An Overview of the Hasty Pudding Cipher


Rich Schroeppel & Hilarie Orman
rcs@cs.arizona.edu
July 1998

While we are all waiting for NIST to uncloak the new Advanced
Encryption Standard, we've cooked  up a tasty morsel: the Hasty Pudding
Cipher (HPC) is fast and flexible, and provides strong security.  A
bottle of Dom Perignon to anyone who cracks the cipher!

This is a public domain method with no known patents.  The code is not
copyrighted.

Hasty Pudding is a variable length block cipher.  The block size may
be *any* number of bits,  even fractional bit values are permitted.
The arbitrary block size means that anything can  be encrypted without
expansion.  It also means that large data units (files, email
messages,  etc.), if encrypted as single blocks, can have encryptions
that interrelate all of the constituent bits, not merely those that
are in contiguous 64 bit blocks, for example.

The key size may be any whole number of bits; the key space is larger
than any measure of the physical universe.  It is possible to use a
long-term key, with key lifetime not limited by the "amount of
material protected by one key" restriction.  Of course, other lifetime
limitations will still apply -- keys can be stolen, or leak, etc.

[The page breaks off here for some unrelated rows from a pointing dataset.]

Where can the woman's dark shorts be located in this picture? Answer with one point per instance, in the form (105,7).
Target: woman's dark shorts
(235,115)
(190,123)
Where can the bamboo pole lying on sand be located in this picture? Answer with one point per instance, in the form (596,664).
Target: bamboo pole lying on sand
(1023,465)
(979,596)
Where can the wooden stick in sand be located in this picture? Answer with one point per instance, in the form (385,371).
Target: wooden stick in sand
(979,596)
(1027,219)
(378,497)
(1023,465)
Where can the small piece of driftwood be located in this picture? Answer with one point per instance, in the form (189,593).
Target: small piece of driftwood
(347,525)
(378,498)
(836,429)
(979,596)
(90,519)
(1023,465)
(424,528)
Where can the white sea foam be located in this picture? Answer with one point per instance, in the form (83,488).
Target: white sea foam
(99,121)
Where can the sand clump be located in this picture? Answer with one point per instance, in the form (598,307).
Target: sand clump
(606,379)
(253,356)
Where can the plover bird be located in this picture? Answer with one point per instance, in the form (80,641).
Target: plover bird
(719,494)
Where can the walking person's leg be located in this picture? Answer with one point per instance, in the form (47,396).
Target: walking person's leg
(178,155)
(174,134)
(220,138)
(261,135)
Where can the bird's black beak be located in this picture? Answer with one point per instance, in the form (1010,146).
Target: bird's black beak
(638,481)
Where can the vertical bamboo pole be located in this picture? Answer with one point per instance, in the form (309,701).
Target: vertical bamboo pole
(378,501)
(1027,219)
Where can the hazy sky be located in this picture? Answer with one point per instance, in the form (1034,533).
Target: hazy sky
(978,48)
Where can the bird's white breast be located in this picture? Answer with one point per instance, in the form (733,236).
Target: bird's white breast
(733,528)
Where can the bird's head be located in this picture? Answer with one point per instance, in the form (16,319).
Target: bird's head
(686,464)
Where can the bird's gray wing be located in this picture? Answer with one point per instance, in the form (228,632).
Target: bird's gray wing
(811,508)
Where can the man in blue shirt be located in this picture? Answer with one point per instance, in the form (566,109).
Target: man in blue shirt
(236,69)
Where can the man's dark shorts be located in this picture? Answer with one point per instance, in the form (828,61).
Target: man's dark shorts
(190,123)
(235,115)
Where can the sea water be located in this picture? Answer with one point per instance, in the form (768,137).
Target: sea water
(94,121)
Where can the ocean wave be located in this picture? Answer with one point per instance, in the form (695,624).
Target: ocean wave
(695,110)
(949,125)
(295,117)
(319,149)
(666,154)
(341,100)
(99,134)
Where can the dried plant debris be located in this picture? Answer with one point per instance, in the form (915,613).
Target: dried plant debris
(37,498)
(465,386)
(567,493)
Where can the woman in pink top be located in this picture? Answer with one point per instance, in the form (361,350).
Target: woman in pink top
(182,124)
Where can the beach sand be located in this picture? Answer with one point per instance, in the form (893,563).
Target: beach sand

Hasty Pudding is fast, achieving 100 megabits per second on 1000-bit
blocks on a 233 MHz DEC Alpha.  The cipher works best on 64-bit
architectures, but runs acceptably fast on 32 bit machines.  For RISC
architecture machines, such as the Alpha, the cipher is remarkably
conservative of instruction usage: on the Alpha it uses about 20
instructions and 2-3 memory references per byte of input plaintext.

The Hasty Pudding Cipher has a security feature applied to each
datablock, the *spice*.  It may be regarded as a secondary key that
need not be concealed.  Use of the spice offers one of the
advantages of cipher block chaining mode (CBC), because the spice can
be changed very cheaply for each block encrypted,  yielding different
ciphertext even when the plaintext remains constant.  Spice offers an
advantage of over CBC, though, because the spice can be generated
quickly and used for parallel encryption of several blocks at once.

The cipher is fast enough to be used for many distributed system
application, such as video multicast, virtual memory for diskless
client machines, and encrypted file systems.  Interestingly, random
access is well supported, because each record (or file block) can be
encrypted with a different spice, perhaps based on block number or
customer account number.  For structureless text files, the block
number could be used as the spice.  Because there is no expansion
(ciphertext size is always identical to plaintext size), and no CBC
problem, a new block can be written over an old one without the
block-to-block chaining problem that CBC has.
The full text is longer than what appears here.